No cost barrier. Scam victims are often already financially or emotionally compromised. A tool that requires a subscription to find out whether something is dangerous has the wrong incentive structure.

This is the design direction that tools like Scams.Report by Cyberoo are moving toward — free, explainable output, with structured reporting assistance built into the result rather than bolted on as an afterthought.

The Deeper Problem: Most Reports Go Nowhere

The hardest thing to acknowledge in this space is that the volume of scam reports collected globally is enormous, and the operational action rate on those reports is very low.

This isn't a staffing problem. It's a signal quality problem.

Reports submitted through portals often lack the machine-readable structure needed to trigger automated analysis. Scam checker verdicts often lack the evidence trail needed to support takedown requests. Neither model, on its own, produces the kind of structured signal that can feed a disruption workflow.
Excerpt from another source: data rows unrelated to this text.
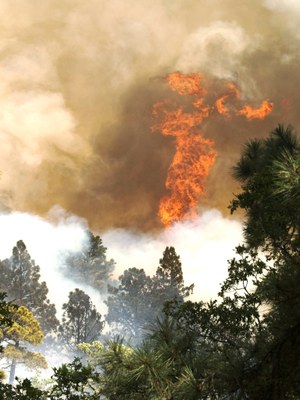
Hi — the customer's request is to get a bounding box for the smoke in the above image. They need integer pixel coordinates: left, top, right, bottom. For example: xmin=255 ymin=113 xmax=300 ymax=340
xmin=0 ymin=207 xmax=112 ymax=317
xmin=103 ymin=210 xmax=242 ymax=301
xmin=0 ymin=0 xmax=300 ymax=231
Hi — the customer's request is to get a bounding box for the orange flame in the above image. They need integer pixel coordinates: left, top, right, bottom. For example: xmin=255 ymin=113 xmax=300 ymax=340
xmin=238 ymin=100 xmax=273 ymax=120
xmin=152 ymin=72 xmax=273 ymax=226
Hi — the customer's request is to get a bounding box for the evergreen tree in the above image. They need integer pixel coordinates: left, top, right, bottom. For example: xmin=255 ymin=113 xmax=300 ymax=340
xmin=65 ymin=231 xmax=115 ymax=292
xmin=0 ymin=306 xmax=47 ymax=384
xmin=59 ymin=288 xmax=104 ymax=350
xmin=105 ymin=268 xmax=153 ymax=342
xmin=0 ymin=240 xmax=58 ymax=334
xmin=106 ymin=247 xmax=193 ymax=343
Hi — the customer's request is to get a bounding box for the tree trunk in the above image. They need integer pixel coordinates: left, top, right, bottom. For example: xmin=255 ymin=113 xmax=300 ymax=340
xmin=8 ymin=360 xmax=17 ymax=385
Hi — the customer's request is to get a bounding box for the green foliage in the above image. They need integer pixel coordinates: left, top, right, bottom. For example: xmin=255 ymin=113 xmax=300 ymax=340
xmin=0 ymin=379 xmax=48 ymax=400
xmin=0 ymin=240 xmax=58 ymax=333
xmin=106 ymin=247 xmax=193 ymax=343
xmin=59 ymin=288 xmax=104 ymax=350
xmin=0 ymin=306 xmax=48 ymax=383
xmin=65 ymin=231 xmax=115 ymax=292
xmin=50 ymin=358 xmax=99 ymax=400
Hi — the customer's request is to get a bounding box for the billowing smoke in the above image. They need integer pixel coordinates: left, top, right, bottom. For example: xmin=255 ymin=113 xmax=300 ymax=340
xmin=0 ymin=0 xmax=300 ymax=231
xmin=0 ymin=208 xmax=242 ymax=304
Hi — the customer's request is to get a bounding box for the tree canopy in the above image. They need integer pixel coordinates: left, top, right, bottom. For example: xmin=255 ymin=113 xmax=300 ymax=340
xmin=0 ymin=240 xmax=58 ymax=333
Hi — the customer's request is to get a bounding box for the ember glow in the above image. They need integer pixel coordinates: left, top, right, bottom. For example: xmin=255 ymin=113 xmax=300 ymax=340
xmin=153 ymin=72 xmax=273 ymax=226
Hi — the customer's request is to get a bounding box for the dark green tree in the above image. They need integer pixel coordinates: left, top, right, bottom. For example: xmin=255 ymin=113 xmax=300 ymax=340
xmin=65 ymin=231 xmax=115 ymax=292
xmin=0 ymin=240 xmax=58 ymax=334
xmin=59 ymin=288 xmax=104 ymax=350
xmin=105 ymin=268 xmax=151 ymax=342
xmin=106 ymin=247 xmax=193 ymax=343
xmin=166 ymin=126 xmax=300 ymax=400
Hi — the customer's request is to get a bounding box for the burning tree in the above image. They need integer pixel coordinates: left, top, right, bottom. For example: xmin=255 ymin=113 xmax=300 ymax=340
xmin=153 ymin=72 xmax=273 ymax=226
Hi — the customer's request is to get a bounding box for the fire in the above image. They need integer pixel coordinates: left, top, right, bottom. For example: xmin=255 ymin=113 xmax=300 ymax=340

The design gap is between detection (we know this is suspicious) and disruption (we have removed it from the internet). Most tools live entirely on the detection side. The disruption side — fast takedown of scam websites, scam phone numbers, social impersonation accounts — requires a different toolchain entirely.

What to Look For When Evaluating Either Type of Tool

If you're assessing a reporting portal:

Does it acknowledge receipt with something more specific than a case number?
Is there a public transparency report showing what proportion of reports lead to action?
Does it allow you to link related evidence across submissions?

If you're assessing a scam checker:

Does it explain why something is flagged, not just that it is?
Does it work with partial evidence (phone numbers, message text, screenshots)?
Does it give you a structured output you can take to a bank, telco, or authority?
Is it free to use for the person most likely to need it — the potential victim?

The answers to those questions tell you more about the tool's actual utility than its marketing page will.

The Takeaway

Free scam checkers and traditional reporting portals aren't really competing with each other. They're solving different problems, for different stakeholders, at different points in the scam lifecycle.

The person who just received a suspicious text needs immediate, explainable feedback. The analyst building a case against a scam ring needs structured, high-quality reports. The network operator needs machine-readable signals to act on.

A tool that tries to serve only one of these stakeholders while the others go unaddressed isn't a solution. It's a data collection endpoint with a user interface on it.

The tools that will actually reduce scam harm are the ones that understand verification and disruption as a connected workflow — not two separate problems.